En 2006, Zinedine Zidane réalise une Coupe du monde exceptionnelle qui va malheureusement s'achever sur le célèbre épisode du coup de boule contre l'Italie en finale. Mais avant cela, c'est l'Espagne qui avait voulu envoyer Zizou à la retraite. Et Iker Casillas s'en souvient bien.

Avant la Coupe du monde 2006, Zinedine Zidane avait annoncé qu'il prendrait sa retraite à l'issue de la compétition. Par conséquent, chaque match à élimination directe pouvait être le dernier de la carrière de Zizou. Un couperet qui a début un huitième de finale par un choc contre l'Espagne. Un clin d'œil du destin puisque le numéro 10 des Bleus évoluait alors au Real Madrid.
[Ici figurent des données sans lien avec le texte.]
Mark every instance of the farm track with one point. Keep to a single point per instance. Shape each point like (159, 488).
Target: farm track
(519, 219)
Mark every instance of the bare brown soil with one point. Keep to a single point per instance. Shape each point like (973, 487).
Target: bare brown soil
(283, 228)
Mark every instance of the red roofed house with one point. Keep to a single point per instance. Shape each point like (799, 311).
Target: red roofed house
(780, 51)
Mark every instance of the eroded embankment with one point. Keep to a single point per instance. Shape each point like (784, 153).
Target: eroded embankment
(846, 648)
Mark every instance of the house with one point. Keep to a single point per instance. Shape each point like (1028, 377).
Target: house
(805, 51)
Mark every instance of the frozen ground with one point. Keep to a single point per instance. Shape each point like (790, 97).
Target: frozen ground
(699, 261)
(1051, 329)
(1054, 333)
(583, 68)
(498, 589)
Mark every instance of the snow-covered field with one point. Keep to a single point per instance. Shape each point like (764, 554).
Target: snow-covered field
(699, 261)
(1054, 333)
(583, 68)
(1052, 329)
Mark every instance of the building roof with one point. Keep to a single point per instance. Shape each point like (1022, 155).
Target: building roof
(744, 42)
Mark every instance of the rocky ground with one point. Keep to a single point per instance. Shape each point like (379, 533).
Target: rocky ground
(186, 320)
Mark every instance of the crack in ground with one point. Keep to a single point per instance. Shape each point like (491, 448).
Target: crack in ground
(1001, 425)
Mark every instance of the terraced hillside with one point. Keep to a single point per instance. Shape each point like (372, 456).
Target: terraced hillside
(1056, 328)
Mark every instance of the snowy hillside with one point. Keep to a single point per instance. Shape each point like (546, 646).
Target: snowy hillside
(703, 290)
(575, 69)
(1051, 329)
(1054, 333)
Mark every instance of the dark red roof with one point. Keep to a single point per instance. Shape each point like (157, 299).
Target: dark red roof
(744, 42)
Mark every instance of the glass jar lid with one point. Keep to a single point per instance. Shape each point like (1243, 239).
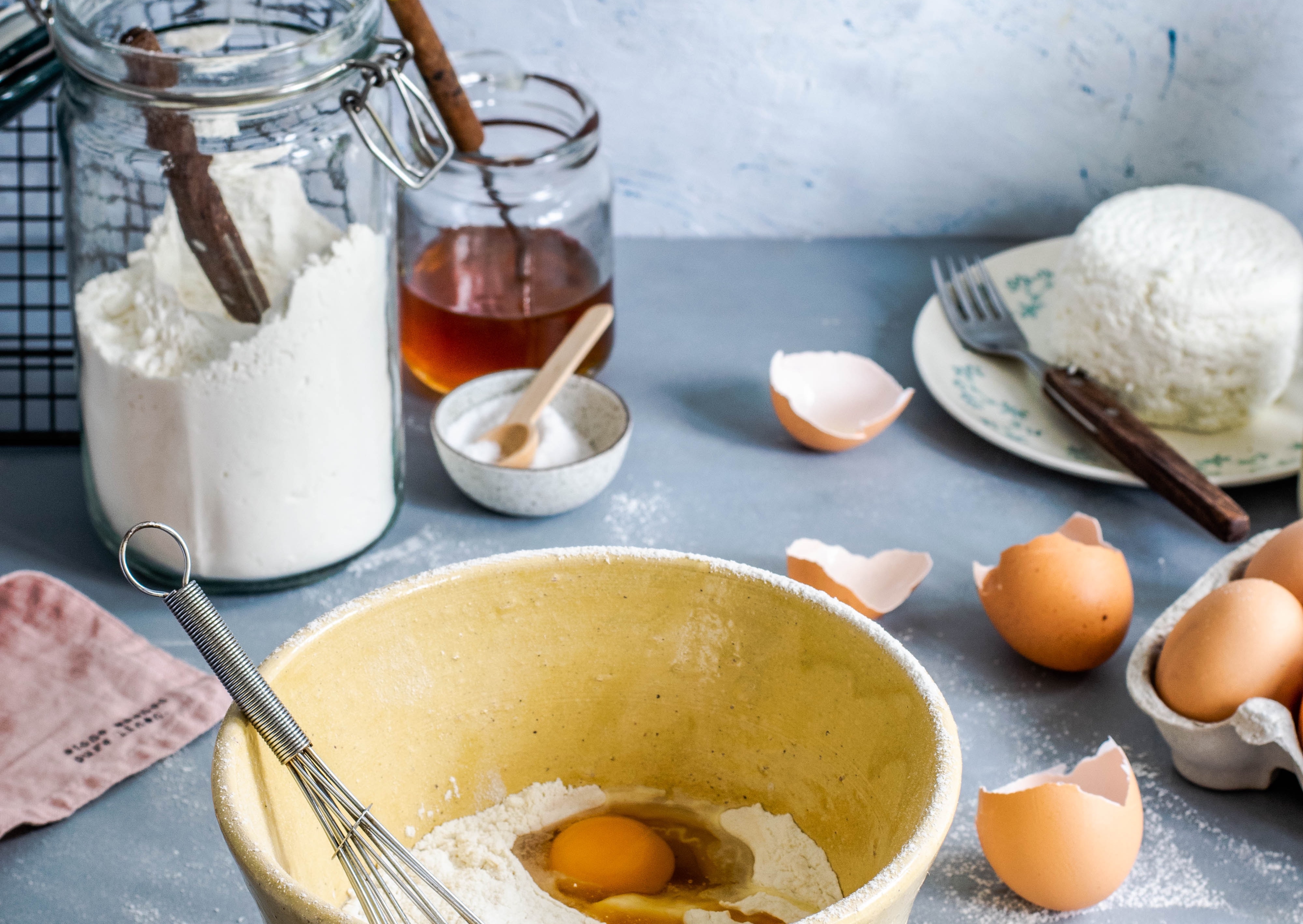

Par conséquent, la presse espagnole se voyait déjà envoyer à la retraite Zinedine Zidane, avec notamment la Une de MARCA entrée dans la postérité.
Iker Casillas revient sur la Une de MARCA
En effet, le quotidien madrilène avait placé Zizou sur sa Une avec le titre suivant : « Nous allons suivre le jubilé de Zidane ». Une manière de dire que l'Espagne serait le dernier adversaire du Ballon d'Or 1998. Mais le karma a frappé très fort puisque non seulement il ne s'agissait pas du dernier match de la carrière de Zinedine Zidane, mais surtout, c'est lui a crucifié la Roja dans les derniers instants du match. Alors que les Espagnols avaient ouvert le score par un penalty de David Villa, les Bleus ont d'abord égalisé grâce au premier but en équipe de France de Franck Ribéry avant de prendre l'avantage sur une tête de Patrick Vieira. Et dans les arrêts de jeu, c'est donc Zizou qui va inscrire le troisième but pour sceller la qualification des Bleus pour les quarts de finale (3-1).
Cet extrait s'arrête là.